Slots last pull for North American racing

Jul 12, 2005 12:16 AM

It is interesting, especially in Las Vegas, that the fate of North American horse racing rests on slot machines.

Last week, in Inglewood, California, Tom Meeker, the boss man of Churchill Downs, and Terrence E. Faucher, who runs Bay Meadows, did everything but wear billboards saying, "The End is Near," as they announced that Churchill was selling Hollywood Park to the Bay Meadows Land Company.

Don’t let the $260 million price tag fool you. Hollywood Park sits on 240 acres of land, and the name Bay Meadows Land Company tells the real story. Bay Meadows is more interested in the acreage than in the horses romping over them. You can build a lot of houses, or offices, or retail stores, or all three, on 240 acres.

The way the deal for Hollywood is structured is like a big insurance policy for Churchill. The money is handy, of course, and shows Meeker’s smarts, since Churchill paid $140 million for the place just six years ago. But Churchill didn’t really let loose of the property. In case Arnold The Terminator decides to give slots to the pioneers who trudged west from Louisville in covered wagons, as well as California’s Indians, Churchill has the option to jump back on the bandwagon and repurchase a big hunk of Hollywood Park.

Bill Dwyre, writing in the Los Angeles Times, got it right. Discussing the doomsday statements of Meeker and Fancher, who made it clear that unless they got slots Hollywood Park would become a plaza instead of a playground with horses, Dwyre said the deal was like the movie Network.

"Two men who have spent a lifetime conducting business with quiet, understated dignity became Howard Beale”¦ they were mad as hell and they weren’t going to take it any more" Dwyre wrote.

He called their plea for help "gutsy, brilliant and also somewhat desperate." From Meeker’s point of view it also is something of a bluff. If it works he’ll be back in business with slots. If it doesn’t he still has the chips, $260 million of them.

While all this was going on in Inglewood, there also was some high stakes poker being played in British Columbia.

There, an aggressive and ambitious company called Great Canadian Gaming Corporation, already established with casinos, continued its eastward expansion as the new Magna of racing. In fact, it became the first outfit to buy a track from Magna, instead of the other way around.

In the last year Great Canadian has bought Hastings Park in Vancouver, the harness track Fraser Downs, a little track called Sandown Park, and Georgian Downs, another harness track in Ontario.
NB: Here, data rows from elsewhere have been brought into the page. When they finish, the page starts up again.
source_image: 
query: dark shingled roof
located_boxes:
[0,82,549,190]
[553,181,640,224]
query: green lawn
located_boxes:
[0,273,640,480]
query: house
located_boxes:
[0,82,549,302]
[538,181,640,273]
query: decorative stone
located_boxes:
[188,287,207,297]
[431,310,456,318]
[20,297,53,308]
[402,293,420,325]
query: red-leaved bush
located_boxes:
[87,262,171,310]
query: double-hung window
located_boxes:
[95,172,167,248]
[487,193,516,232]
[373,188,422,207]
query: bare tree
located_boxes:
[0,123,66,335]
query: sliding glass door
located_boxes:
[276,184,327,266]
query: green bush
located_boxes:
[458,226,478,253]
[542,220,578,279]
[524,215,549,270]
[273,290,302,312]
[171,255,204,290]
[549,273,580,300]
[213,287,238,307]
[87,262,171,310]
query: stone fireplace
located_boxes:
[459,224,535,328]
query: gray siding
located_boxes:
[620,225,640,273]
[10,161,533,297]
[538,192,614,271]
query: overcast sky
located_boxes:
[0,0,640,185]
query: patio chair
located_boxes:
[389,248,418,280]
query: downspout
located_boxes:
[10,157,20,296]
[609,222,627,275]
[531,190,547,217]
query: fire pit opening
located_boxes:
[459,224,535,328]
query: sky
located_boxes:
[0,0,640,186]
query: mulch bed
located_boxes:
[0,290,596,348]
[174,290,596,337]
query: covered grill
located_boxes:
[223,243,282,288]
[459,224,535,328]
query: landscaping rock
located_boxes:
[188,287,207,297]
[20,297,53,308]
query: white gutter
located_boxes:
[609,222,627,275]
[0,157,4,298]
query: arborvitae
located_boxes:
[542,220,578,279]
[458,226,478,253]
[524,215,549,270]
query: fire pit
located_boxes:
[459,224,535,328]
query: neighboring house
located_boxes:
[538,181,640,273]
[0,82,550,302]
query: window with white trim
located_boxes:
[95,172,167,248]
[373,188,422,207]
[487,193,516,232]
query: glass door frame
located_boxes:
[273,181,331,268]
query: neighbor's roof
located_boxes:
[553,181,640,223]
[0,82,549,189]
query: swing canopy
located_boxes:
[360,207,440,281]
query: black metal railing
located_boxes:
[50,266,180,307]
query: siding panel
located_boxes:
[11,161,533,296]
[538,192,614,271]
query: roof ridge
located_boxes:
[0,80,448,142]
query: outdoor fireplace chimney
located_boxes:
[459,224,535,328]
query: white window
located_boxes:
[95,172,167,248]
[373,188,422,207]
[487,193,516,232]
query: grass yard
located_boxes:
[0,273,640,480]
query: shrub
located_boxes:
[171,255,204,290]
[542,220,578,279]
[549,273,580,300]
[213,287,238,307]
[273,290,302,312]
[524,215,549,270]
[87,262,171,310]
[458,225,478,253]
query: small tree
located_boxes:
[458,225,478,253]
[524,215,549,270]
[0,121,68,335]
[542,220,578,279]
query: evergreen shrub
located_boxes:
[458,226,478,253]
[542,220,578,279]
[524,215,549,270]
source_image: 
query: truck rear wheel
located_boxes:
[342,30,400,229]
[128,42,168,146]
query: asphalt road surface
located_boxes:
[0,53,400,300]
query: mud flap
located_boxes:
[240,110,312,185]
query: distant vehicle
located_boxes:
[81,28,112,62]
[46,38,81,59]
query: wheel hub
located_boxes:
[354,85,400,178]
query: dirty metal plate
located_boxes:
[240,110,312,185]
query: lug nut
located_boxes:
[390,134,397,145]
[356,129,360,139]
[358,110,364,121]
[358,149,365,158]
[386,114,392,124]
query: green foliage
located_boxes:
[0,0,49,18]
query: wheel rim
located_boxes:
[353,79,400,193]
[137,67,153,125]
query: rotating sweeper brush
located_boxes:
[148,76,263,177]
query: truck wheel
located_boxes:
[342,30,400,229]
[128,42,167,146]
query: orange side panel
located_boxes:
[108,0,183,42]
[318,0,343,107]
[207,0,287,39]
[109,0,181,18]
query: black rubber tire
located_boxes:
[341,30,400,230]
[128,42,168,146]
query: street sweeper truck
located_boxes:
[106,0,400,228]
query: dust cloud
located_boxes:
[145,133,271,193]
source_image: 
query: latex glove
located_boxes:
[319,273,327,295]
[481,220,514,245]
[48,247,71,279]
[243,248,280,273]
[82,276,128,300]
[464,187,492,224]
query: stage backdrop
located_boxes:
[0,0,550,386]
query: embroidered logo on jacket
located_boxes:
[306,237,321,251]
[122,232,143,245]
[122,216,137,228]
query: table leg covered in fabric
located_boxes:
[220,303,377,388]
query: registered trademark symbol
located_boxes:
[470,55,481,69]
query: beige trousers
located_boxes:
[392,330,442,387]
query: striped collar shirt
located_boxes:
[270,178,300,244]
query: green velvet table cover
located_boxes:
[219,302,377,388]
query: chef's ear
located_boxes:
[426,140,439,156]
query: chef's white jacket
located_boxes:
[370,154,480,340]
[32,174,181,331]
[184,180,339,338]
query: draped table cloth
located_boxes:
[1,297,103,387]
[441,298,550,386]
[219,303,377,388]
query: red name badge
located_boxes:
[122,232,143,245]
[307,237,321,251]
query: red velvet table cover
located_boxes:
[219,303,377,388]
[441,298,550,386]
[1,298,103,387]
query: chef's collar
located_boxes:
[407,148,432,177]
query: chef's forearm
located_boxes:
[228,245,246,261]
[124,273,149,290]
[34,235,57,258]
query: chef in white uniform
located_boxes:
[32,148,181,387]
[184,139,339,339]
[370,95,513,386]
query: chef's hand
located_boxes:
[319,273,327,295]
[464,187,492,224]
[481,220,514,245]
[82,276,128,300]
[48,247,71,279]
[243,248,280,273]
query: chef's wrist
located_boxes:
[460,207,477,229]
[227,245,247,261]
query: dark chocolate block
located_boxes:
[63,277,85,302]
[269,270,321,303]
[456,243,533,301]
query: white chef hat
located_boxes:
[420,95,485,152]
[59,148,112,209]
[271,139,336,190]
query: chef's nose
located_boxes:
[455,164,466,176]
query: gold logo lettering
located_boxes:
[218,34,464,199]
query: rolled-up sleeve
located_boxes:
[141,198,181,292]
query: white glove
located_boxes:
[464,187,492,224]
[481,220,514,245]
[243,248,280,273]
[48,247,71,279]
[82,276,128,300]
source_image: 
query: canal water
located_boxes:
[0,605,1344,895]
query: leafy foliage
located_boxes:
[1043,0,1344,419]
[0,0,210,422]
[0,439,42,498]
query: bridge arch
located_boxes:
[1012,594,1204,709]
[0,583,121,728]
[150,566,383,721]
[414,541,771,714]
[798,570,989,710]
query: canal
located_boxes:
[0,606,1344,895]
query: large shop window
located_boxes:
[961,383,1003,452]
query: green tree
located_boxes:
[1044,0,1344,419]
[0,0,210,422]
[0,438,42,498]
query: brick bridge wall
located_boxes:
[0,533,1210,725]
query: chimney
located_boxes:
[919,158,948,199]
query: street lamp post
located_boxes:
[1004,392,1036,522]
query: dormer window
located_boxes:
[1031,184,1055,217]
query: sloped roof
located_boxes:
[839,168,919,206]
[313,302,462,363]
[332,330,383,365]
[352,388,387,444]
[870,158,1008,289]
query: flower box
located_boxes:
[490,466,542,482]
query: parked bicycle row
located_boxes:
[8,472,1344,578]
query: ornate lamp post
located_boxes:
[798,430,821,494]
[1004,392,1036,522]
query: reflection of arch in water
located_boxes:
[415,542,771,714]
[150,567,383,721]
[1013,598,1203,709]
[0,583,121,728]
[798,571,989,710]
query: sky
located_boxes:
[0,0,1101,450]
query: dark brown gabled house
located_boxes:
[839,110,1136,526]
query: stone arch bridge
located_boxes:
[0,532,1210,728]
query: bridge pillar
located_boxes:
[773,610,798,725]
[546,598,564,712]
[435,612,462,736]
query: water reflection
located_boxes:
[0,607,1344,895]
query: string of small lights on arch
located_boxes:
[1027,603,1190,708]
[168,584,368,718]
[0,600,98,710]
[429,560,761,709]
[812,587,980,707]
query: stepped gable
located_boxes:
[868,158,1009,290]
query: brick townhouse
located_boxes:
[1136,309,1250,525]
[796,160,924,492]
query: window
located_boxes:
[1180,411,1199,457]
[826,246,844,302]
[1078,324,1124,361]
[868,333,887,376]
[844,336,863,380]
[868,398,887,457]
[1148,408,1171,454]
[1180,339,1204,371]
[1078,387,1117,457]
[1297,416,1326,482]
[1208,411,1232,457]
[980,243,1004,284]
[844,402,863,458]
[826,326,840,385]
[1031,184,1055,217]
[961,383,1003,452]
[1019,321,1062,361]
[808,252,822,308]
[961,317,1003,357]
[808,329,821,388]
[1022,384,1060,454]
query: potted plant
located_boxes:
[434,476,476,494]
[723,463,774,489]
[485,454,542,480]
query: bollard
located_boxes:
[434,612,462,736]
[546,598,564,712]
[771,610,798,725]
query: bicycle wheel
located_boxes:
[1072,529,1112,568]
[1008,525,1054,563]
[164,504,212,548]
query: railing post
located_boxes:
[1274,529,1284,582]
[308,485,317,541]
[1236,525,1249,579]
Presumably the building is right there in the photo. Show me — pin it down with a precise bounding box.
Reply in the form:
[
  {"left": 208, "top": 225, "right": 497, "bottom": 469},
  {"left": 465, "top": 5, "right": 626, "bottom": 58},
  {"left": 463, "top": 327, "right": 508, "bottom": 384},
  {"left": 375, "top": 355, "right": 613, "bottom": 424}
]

It also bought casino interests in Atlantic Canada, once known as the Maritimes, in the Atlantic Ocean.

Last week it gave Magna $62.9 million for Flamboro Downs, a busy year-round harness track 45 miles from Toronto.

To understand this, you must realize that 16 of 17 tracks in Ontario have slot machines, operated by the Ontario Lottery Commission but feeding proprietors of the tracks and purses for their horses.

As to why Magna Entertainment would sell Flamboro, which it bought in the last two or three years, its president and CEO, W. Thomas Hodgson, who works for Frank Stronach, said the transaction "allows us to focus resources on a strategic goal of delivering prime racing content, developing our U.S. gaming potential, and expanding our signal delivery and wagering capability within North America and internationally."

I’m not sure I quite understand how or why selling Flamboro does that, but I suppose it means the track wasn’t performing quite as profitably as Magna had hoped.

In any case, Mr. Stronach and Mr. Hodgson sold it, and Great Canadian extended its reach into the heart of Ontario racing and wagering country.

Great Canadian is becoming something like the guy with the 800-pound gorilla who, when asked where his pet slept, said, "Anywhere he damn pleases."

Great Canadian’s racing interests are run by Chuck Keeling, from an old racing family. While the company may be interested in the slots, Keeling is interested in racing. In that regard, the deal is a bright spot in an otherwise bleak racing sky.